Lebanese Foreign Minister Abdallah Bou Habib told CNN's Christiane Amanpour that Hezbollah leader Hassan Nasrallah agreed to a 21-day ceasefire just days before his assassination by Israel.

The temporary ceasefire was called for by US President Joe Biden, his French counterpart Emmanuel Macron and other allies during the UN General Assembly last week.

“He (Nasrallah) agreed, he agreed,” Habib Christiane Amanpour said in an interview broadcast on Wednesday.

“We were in complete agreement. Lebanon agreed to a ceasefire but consulted with Hezbollah. The Speaker of the Lebanese House of Representatives, Mr. Nabih Berri, consulted with Hezbollah and we informed the Americans and the French about the incident. And they told us that Mr. (Israeli Prime Minister Benjamin) Netanyahu also agreed with the statement of both presidents (Biden and Macron).”

White House senior adviser Amos Hochstein was then prepared to travel to Lebanon to negotiate the ceasefire, Habib continued.

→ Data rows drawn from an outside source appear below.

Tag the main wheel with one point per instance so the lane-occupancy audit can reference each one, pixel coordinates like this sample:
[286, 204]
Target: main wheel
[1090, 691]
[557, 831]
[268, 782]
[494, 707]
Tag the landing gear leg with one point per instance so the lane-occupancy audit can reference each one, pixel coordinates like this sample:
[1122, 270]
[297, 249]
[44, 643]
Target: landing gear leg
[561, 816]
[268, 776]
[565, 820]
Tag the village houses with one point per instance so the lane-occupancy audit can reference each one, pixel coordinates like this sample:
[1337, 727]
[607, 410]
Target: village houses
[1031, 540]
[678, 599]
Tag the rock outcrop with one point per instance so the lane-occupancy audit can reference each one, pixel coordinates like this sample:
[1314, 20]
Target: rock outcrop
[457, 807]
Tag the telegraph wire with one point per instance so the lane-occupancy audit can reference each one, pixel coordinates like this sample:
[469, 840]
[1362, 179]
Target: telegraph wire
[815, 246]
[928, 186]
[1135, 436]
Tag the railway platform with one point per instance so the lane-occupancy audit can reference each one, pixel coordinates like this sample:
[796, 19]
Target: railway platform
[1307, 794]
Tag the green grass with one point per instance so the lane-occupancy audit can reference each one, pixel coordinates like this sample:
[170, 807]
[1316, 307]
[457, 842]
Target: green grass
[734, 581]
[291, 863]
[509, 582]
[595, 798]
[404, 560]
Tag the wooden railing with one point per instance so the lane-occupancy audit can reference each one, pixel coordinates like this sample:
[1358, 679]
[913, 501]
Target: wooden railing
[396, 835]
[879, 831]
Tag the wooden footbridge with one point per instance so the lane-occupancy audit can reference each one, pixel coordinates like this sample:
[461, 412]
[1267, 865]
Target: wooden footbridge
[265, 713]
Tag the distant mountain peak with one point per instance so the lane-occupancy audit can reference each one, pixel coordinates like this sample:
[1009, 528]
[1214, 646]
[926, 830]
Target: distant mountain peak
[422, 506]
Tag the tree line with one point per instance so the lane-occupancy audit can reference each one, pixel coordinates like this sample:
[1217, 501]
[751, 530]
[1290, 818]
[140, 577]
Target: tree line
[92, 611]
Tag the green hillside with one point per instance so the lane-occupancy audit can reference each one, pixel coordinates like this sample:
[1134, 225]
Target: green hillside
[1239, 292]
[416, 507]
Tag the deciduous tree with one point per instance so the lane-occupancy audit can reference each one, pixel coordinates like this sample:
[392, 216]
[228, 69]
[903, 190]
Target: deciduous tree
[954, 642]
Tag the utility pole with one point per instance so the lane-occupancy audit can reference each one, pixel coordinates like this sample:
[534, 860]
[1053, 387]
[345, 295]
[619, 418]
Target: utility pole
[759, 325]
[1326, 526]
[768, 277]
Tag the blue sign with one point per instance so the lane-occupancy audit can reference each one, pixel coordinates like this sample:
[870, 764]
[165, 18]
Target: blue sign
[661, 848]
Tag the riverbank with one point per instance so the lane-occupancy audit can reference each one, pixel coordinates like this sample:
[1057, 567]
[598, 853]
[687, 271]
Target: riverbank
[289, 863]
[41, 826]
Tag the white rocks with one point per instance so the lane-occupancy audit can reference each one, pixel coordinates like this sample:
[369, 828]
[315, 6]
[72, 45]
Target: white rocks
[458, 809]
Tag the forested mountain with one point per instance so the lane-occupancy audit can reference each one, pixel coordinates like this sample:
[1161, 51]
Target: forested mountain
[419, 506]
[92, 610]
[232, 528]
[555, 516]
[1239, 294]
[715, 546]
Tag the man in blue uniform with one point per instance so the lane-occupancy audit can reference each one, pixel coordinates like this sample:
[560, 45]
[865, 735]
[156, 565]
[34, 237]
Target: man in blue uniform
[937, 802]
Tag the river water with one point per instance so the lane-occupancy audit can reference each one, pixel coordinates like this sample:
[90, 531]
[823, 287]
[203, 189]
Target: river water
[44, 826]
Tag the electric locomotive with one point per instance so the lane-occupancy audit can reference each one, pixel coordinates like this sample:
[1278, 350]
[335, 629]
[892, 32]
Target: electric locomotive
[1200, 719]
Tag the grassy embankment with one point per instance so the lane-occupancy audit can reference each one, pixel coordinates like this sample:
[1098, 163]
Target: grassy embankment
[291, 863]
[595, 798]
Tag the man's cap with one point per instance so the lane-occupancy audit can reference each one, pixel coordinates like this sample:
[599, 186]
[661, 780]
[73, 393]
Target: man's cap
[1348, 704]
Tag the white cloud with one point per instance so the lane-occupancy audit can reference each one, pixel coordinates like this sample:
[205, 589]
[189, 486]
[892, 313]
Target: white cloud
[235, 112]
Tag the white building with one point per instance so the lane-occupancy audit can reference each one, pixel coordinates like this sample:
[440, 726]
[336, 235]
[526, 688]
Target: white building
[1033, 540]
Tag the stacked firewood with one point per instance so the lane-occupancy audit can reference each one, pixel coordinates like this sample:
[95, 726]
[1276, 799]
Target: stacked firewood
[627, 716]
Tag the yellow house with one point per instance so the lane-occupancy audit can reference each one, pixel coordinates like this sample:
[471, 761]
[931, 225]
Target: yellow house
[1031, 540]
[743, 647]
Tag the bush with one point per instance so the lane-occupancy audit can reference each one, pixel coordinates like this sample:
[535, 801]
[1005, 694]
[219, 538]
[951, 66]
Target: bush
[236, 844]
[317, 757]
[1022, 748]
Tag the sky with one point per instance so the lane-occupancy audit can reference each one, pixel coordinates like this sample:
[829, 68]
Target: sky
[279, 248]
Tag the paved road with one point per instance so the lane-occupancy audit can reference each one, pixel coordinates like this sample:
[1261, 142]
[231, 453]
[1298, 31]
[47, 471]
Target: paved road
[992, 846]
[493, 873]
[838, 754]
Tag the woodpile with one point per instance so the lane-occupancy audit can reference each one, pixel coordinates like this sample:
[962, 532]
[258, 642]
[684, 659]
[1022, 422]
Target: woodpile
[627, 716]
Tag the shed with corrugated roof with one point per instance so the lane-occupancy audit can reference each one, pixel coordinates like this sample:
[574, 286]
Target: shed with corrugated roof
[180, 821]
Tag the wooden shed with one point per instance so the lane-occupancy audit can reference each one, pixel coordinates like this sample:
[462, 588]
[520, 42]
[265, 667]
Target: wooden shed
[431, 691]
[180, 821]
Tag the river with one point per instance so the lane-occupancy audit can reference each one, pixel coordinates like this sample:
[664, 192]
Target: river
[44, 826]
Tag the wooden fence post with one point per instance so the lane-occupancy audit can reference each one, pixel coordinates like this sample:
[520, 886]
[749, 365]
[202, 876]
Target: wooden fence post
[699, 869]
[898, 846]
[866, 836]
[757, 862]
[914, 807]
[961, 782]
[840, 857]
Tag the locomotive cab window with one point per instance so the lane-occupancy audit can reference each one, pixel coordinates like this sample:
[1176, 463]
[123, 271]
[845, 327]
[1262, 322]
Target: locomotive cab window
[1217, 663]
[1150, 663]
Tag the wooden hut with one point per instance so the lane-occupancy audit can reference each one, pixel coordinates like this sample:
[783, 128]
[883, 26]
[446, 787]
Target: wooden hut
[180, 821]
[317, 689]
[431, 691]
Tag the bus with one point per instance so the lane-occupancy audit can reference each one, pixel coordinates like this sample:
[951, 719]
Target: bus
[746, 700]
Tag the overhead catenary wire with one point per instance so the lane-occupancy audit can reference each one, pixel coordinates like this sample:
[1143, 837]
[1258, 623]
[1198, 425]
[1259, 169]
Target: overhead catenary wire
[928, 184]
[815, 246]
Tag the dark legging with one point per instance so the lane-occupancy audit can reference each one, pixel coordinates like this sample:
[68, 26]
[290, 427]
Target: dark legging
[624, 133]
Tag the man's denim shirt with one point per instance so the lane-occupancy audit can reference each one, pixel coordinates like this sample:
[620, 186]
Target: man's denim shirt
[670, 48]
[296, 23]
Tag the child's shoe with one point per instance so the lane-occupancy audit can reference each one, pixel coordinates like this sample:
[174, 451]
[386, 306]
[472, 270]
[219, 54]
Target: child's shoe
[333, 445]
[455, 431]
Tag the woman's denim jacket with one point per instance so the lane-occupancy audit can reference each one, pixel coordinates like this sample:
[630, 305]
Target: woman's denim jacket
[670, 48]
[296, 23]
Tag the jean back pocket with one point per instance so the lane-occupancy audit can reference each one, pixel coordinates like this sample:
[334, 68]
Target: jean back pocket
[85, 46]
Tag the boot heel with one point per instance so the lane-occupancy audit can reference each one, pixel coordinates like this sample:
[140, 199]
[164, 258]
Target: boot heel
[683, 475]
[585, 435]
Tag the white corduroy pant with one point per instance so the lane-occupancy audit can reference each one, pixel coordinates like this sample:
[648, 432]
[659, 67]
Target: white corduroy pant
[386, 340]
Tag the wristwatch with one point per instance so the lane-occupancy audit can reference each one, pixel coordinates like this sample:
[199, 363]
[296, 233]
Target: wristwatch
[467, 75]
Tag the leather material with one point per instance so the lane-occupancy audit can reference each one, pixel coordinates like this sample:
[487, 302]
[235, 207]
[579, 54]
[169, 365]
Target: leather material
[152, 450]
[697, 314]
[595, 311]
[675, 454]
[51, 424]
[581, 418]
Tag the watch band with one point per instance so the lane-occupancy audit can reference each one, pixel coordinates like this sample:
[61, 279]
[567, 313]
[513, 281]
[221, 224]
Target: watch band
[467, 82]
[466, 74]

“They told us that Mr. Netanyahu agreed to it, and so we got Hezbollah’s approval of it, and you know what has happened since then,” the foreign minister added.

Nasrallah was killed in an Israeli airstrike in the southern suburbs of the Lebanese capital Beirut on Friday.

A day earlier, the United States, France, Australia, Canada, the European Union, Germany, Italy, Japan, Saudi Arabia, the United Arab Emirates, the United Kingdom and Qatar called for a 21-day ceasefire in a joint statement “to… “To give diplomacy a chance to succeed and avoid further escalations across the border.”

A Western source familiar with the negotiations also said Hezbollah agreed to the temporary ceasefire shortly before the US made the proposal public last week. The source did not say whether the decision came directly from Nasrallah, but said the movement would have needed his approval to agree. A second source familiar with the talks agreed that the US knew Hezbollah agreed to the ceasefire.

However, a Biden administration official told CNN that Nasrallah's own approval of the deal is “not something we have heard before.” If this is true, we were never told.”

State Department spokesman Matthew Miller didn't rule it out, but also said the US didn't know anything about it.

“I can’t say if he ever agreed to it and told anyone in Lebanon. Obviously this could have been something we didn't know about. I can tell you if that is true, it was never communicated to us in any form,” Miller told CNN at a press conference on Thursday.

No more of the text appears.